05 de Marco de 2015, por José Venâncio de Resende

Professora Vera Rita, especialista em psicologia econômica

É sempre agradável e frutífero conversar com a professora Vera Rita de Mello Ferreira – primeira e maior especialista em psicologia econômica do Brasil – principalmente quando o local é o Parque da Água branca, na cidade de São Paulo. O momento também é oportuno, considerando que vivemos uma crise econômica (e política) que começa a bater recordes atrás de recordes negativos – uma espécie de herança maldita do petismo para o petismo.

Neste texto, procuro interpretar e sintetizar o papo que tive com a professora Vera Rita.

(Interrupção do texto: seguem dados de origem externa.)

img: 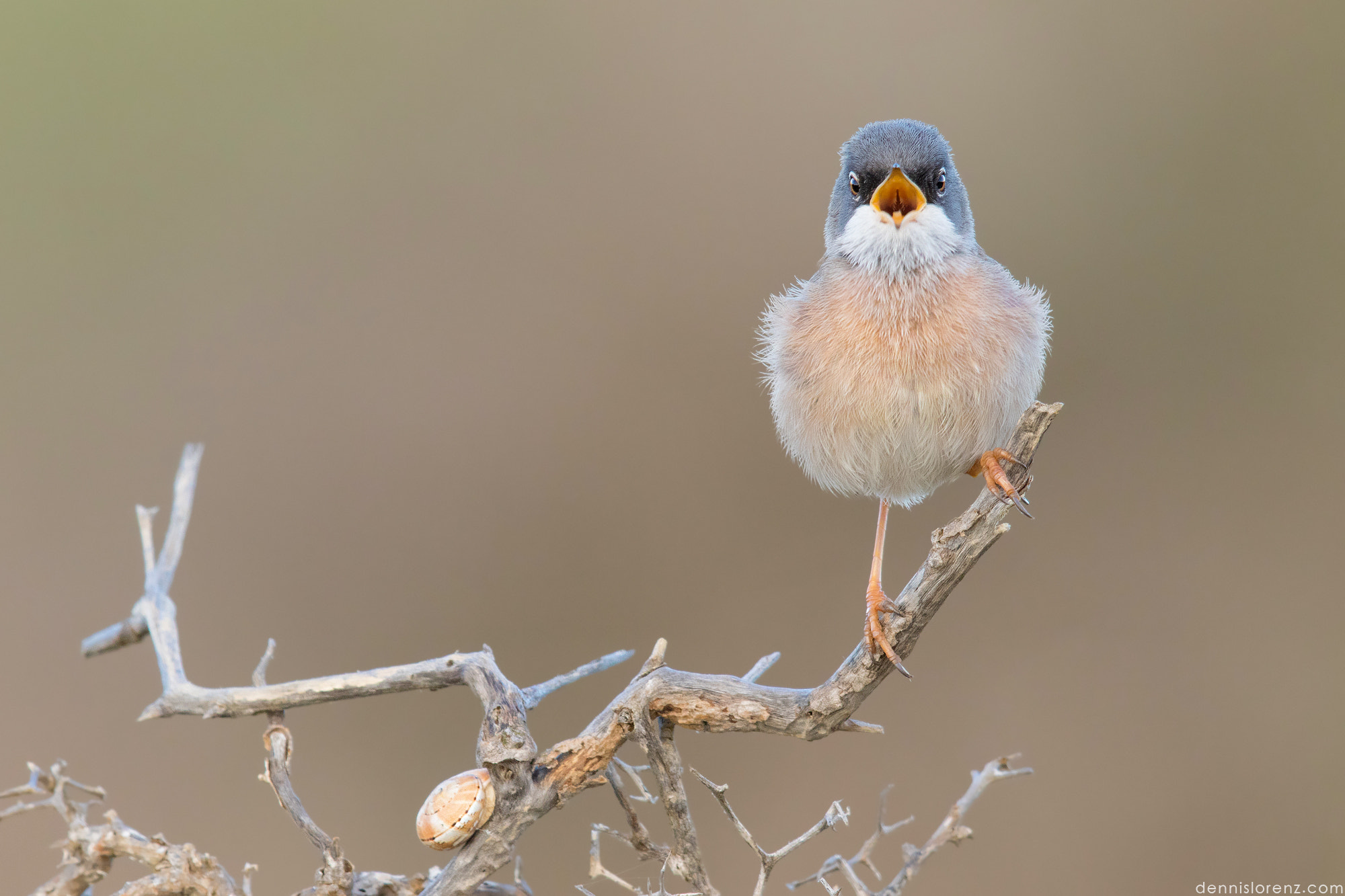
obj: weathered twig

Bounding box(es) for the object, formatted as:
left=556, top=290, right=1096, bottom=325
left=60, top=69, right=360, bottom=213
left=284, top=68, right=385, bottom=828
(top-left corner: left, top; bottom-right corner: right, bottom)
left=742, top=650, right=780, bottom=684
left=574, top=850, right=705, bottom=896
left=0, top=760, right=250, bottom=896
left=691, top=768, right=850, bottom=896
left=612, top=756, right=659, bottom=803
left=785, top=784, right=916, bottom=891
left=878, top=754, right=1032, bottom=896
left=788, top=754, right=1032, bottom=896
left=73, top=402, right=1061, bottom=896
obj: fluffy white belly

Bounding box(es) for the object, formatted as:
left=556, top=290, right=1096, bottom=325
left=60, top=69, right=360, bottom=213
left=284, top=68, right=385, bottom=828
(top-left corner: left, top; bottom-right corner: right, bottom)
left=761, top=258, right=1049, bottom=506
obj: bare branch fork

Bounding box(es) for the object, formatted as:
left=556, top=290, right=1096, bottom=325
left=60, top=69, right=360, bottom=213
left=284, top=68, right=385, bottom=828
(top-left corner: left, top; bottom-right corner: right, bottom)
left=68, top=402, right=1061, bottom=896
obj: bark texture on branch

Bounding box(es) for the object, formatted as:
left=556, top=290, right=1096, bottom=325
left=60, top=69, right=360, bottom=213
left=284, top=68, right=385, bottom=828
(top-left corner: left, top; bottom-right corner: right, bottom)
left=71, top=402, right=1061, bottom=896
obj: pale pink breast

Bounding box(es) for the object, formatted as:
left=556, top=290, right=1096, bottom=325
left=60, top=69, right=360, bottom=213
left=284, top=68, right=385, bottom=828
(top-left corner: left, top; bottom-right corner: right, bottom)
left=763, top=258, right=1049, bottom=505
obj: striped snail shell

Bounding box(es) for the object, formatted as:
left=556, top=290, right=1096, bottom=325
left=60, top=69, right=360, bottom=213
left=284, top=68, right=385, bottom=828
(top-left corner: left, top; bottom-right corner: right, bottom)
left=416, top=768, right=495, bottom=849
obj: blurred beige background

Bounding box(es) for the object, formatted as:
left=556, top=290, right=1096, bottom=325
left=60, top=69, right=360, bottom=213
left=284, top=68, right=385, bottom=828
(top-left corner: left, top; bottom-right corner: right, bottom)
left=0, top=3, right=1345, bottom=896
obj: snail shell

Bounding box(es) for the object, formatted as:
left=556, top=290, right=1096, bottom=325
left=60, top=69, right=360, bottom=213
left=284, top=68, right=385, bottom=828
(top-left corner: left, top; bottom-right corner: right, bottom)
left=416, top=768, right=495, bottom=849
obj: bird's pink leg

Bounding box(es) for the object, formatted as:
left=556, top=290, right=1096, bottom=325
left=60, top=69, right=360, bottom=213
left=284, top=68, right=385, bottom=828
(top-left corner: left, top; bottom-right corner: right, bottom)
left=967, top=448, right=1032, bottom=520
left=863, top=499, right=911, bottom=678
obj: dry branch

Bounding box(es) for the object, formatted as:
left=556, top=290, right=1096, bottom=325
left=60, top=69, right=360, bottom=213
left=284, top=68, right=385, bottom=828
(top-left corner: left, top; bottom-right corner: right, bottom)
left=68, top=402, right=1061, bottom=896
left=791, top=754, right=1032, bottom=896
left=691, top=768, right=850, bottom=896
left=0, top=760, right=250, bottom=896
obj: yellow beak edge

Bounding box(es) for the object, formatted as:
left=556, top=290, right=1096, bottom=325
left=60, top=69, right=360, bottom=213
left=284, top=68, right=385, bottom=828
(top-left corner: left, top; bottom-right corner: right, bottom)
left=869, top=165, right=925, bottom=223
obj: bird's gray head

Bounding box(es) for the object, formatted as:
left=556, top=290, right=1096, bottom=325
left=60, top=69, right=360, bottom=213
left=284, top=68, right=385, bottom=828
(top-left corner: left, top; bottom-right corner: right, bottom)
left=826, top=118, right=976, bottom=278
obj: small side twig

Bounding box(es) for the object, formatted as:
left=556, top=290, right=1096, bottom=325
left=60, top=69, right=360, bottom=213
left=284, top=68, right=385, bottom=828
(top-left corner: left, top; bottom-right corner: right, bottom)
left=787, top=754, right=1032, bottom=896
left=691, top=768, right=850, bottom=896
left=0, top=760, right=252, bottom=896
left=742, top=650, right=780, bottom=684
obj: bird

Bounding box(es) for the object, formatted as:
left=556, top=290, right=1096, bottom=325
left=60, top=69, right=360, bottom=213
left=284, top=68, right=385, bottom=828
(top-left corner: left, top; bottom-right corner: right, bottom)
left=757, top=118, right=1052, bottom=667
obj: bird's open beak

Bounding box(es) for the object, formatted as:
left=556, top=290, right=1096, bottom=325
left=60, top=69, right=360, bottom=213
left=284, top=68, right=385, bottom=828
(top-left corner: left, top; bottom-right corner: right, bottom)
left=869, top=165, right=925, bottom=223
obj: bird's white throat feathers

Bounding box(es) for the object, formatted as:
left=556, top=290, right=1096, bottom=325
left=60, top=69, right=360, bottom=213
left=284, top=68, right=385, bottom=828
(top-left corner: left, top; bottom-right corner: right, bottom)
left=837, top=203, right=962, bottom=280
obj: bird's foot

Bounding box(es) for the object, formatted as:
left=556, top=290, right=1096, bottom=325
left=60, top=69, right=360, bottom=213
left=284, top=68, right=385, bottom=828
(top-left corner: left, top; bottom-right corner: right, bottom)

O quadro geral de pessimismo sobre o momento brasileiro é um mosaico que congrega fatos negativos como inflação, impostos e dólar em alta; produção, emprego e renda em queda; nível de confiança de empresários e consumidores em baixa; transações comerciais internacionais desfavoráveis ao País; denúncias de corrupção e aumentos abusivos de salários de políticos em todos os níveis da federação.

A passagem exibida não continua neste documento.